Padre é condenado à prisão perpétua após falhas da Igreja Católica
Documentos internos revelam que a Igreja manteve o padre Anthony Odiong no cargo mesmo após receber múltiplas denúncias de abuso sexual.
Pontos principais
- O ex-padre Anthony Odiong foi condenado à prisão perpétua por um júri em Waco, Texas, em junho de 2025.
- Investigações do The Guardian expuseram que a Igreja ignorou denúncias de má conduta sexual feitas por várias mulheres.
- Arquivos internos indicam que a hierarquia eclesiástica estendeu o mandato de Odiong na paróquia de St. Anthony of Padua, apesar dos alertas.
- O caso revela falhas sistêmicas na proteção de fiéis e negligência institucional diante de acusações contra o clero.

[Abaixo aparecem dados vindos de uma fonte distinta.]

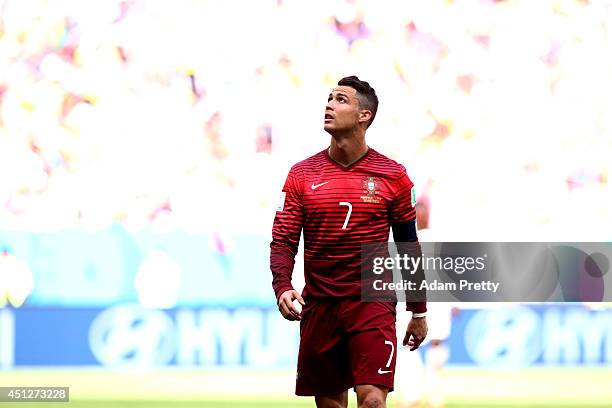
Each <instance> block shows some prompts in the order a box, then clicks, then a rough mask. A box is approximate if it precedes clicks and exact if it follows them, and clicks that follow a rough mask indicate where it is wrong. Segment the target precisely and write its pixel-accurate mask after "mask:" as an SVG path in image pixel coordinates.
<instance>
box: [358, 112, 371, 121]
mask: <svg viewBox="0 0 612 408" xmlns="http://www.w3.org/2000/svg"><path fill="white" fill-rule="evenodd" d="M371 118H372V112H370V111H369V110H367V109H362V110H360V111H359V123H368V122H369V121H370V119H371Z"/></svg>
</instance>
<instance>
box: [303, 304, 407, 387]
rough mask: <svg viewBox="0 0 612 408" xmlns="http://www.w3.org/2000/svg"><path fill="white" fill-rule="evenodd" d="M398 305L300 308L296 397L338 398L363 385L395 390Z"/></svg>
mask: <svg viewBox="0 0 612 408" xmlns="http://www.w3.org/2000/svg"><path fill="white" fill-rule="evenodd" d="M395 313H396V312H395V304H394V303H384V302H362V301H360V300H354V299H334V300H313V299H310V300H309V301H307V302H306V305H305V306H304V308H303V309H302V321H301V322H300V339H301V340H300V353H299V355H298V367H297V377H296V378H297V379H296V387H295V393H296V394H297V395H335V394H339V393H342V392H344V391H346V390H347V389H349V388H351V387H354V386H356V385H360V384H369V385H379V386H383V387H386V388H388V389H389V391H392V390H393V378H394V374H395V357H396V348H397V341H396V337H395Z"/></svg>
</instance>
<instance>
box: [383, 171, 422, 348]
mask: <svg viewBox="0 0 612 408" xmlns="http://www.w3.org/2000/svg"><path fill="white" fill-rule="evenodd" d="M394 190H395V191H394V193H395V194H394V199H393V201H392V203H391V229H392V231H393V239H394V241H395V245H396V247H397V252H398V253H399V255H400V256H402V257H403V256H404V255H407V256H409V257H411V258H413V259H417V258H421V257H422V251H421V245H420V244H419V240H418V237H417V232H416V209H415V204H416V200H415V194H414V184H413V183H412V181H411V180H410V178H409V177H408V174H407V173H406V169H405V168H403V167H402V171H401V173H400V175H399V177H398V178H397V179H396V180H395V182H394ZM414 264H416V265H418V267H417V269H416V270H415V271H411V272H408V271H405V270H403V269H402V277H403V278H404V279H407V280H409V281H412V282H415V283H416V284H417V286H418V287H417V290H415V291H407V293H406V309H407V310H409V311H410V312H412V319H411V320H410V323H409V324H408V328H407V329H406V336H405V337H404V341H403V344H404V345H405V346H406V345H408V346H410V350H416V349H417V348H418V347H419V346H420V345H421V343H422V342H423V340H425V336H426V335H427V321H426V318H425V314H426V312H427V302H426V301H427V299H426V291H425V290H420V283H421V282H423V281H424V280H425V273H424V271H423V265H422V262H418V263H413V265H414ZM406 273H410V276H404V275H405V274H406Z"/></svg>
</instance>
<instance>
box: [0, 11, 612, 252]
mask: <svg viewBox="0 0 612 408" xmlns="http://www.w3.org/2000/svg"><path fill="white" fill-rule="evenodd" d="M610 72H612V2H610V1H604V0H601V1H586V0H542V1H537V2H534V1H528V0H507V1H494V0H456V1H453V0H432V1H427V2H408V1H393V0H382V1H381V0H378V1H374V0H367V1H366V0H361V1H359V0H354V1H346V0H332V1H329V0H315V1H299V0H257V1H249V0H243V1H239V0H229V1H223V2H220V1H211V0H180V1H176V2H168V1H165V0H142V1H137V0H96V1H87V2H82V1H78V0H54V1H53V0H26V1H17V0H0V229H2V230H17V231H34V232H40V231H55V230H60V229H67V228H75V227H82V228H86V229H93V230H96V229H103V228H107V227H109V226H110V225H113V224H115V223H120V224H122V225H124V226H125V227H126V228H128V229H135V230H138V229H142V228H155V229H157V230H159V231H168V230H172V229H176V228H180V229H184V230H188V231H193V232H195V233H208V232H215V233H216V234H219V235H221V236H222V235H223V234H230V235H231V234H250V233H268V231H269V229H270V227H271V221H272V217H273V211H274V207H275V201H276V199H277V197H278V195H279V193H280V190H281V187H282V183H283V181H284V177H285V175H286V172H287V170H288V169H289V167H290V165H291V164H293V163H295V162H296V161H298V160H300V159H303V158H305V157H307V156H309V155H311V154H314V153H316V152H318V151H320V150H322V149H323V148H325V147H326V145H327V143H328V135H326V134H325V133H324V131H323V130H322V123H323V112H324V106H325V102H326V99H327V94H328V93H329V90H330V89H331V87H333V86H334V84H335V83H336V82H337V81H338V80H339V79H340V78H341V77H343V76H347V75H353V74H356V75H358V76H360V78H362V79H364V80H367V81H369V82H370V83H371V84H372V86H373V87H374V88H375V89H376V91H377V93H378V95H379V98H380V101H381V102H380V107H379V114H378V116H377V119H376V121H375V122H374V124H373V126H372V128H371V129H370V130H369V131H368V142H369V144H370V145H371V146H372V147H374V148H375V149H377V150H378V151H380V152H382V153H384V154H387V155H388V156H390V157H392V158H394V159H396V160H398V161H400V162H402V163H403V164H405V165H406V167H407V168H408V172H409V175H410V176H411V178H412V179H413V180H414V181H415V185H416V188H417V191H418V192H419V196H420V197H421V199H422V200H423V201H424V202H426V203H427V205H428V206H429V207H430V208H429V209H430V217H431V218H430V221H431V225H430V227H432V228H435V229H438V230H439V229H443V230H445V233H446V235H445V236H446V237H449V236H450V235H453V234H456V237H457V239H471V240H492V239H500V240H503V239H510V240H513V239H514V240H531V239H538V238H542V239H545V240H555V239H558V240H580V239H593V240H598V239H606V240H607V239H609V238H610V231H612V228H610V227H612V212H611V209H612V189H611V188H610V184H609V183H610V181H609V175H610V162H611V160H610V158H611V157H612V103H611V99H610V95H612V76H611V75H610ZM526 232H527V233H526Z"/></svg>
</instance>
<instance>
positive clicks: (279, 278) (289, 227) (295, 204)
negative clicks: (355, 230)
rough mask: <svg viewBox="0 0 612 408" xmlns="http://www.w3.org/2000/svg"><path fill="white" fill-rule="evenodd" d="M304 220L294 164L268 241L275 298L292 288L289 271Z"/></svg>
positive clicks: (301, 195) (291, 272) (300, 189)
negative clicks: (269, 249) (271, 231)
mask: <svg viewBox="0 0 612 408" xmlns="http://www.w3.org/2000/svg"><path fill="white" fill-rule="evenodd" d="M303 221H304V206H303V202H302V182H301V177H300V174H299V171H298V170H296V169H295V167H293V168H292V169H291V170H290V171H289V174H288V175H287V180H286V181H285V185H284V187H283V191H282V193H281V197H280V201H279V203H278V206H277V207H276V216H275V217H274V225H273V227H272V242H271V243H270V269H271V270H272V288H273V289H274V293H275V294H276V299H277V300H278V298H279V296H280V295H281V294H282V293H283V292H285V291H287V290H291V289H293V286H292V285H291V275H292V273H293V266H294V264H295V255H296V254H297V251H298V246H299V243H300V234H301V232H302V225H303Z"/></svg>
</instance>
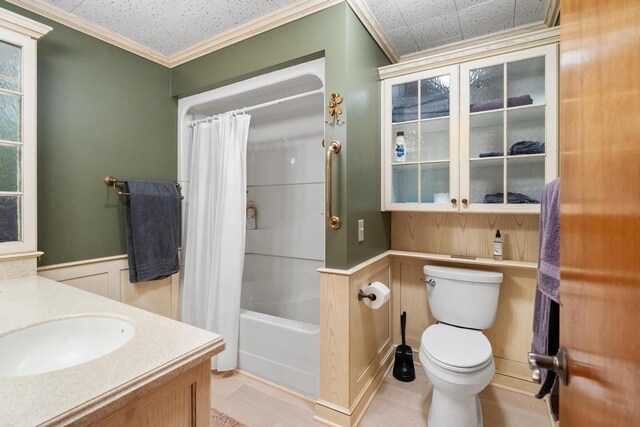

Uma investigação do The Guardian revelou falhas sistêmicas na gestão da Igreja Católica em relação ao caso do padre Anthony Odiong. Documentos internos demonstram que a instituição manteve o religioso em suas funções por um período prolongado, ignorando denúncias recorrentes de abuso sexual e conduta imprópria feitas por fiéis. Mesmo após o término do mandato inicial de três anos, a hierarquia eclesiástica optou por estender a permanência de Odiong na paróquia de St. Anthony of Padua, evidenciando uma negligência institucional deliberada. O caso culminou em um julgamento em Waco, no Texas, onde Odiong foi condenado à prisão perpétua em junho de 2025. A exposição desses arquivos reforça as críticas sobre os protocolos de segurança da Igreja e a responsabilidade da instituição diante de crimes cometidos por seus membros, aumentando a pressão por maior transparência e rigor na apuração de denúncias contra o clero.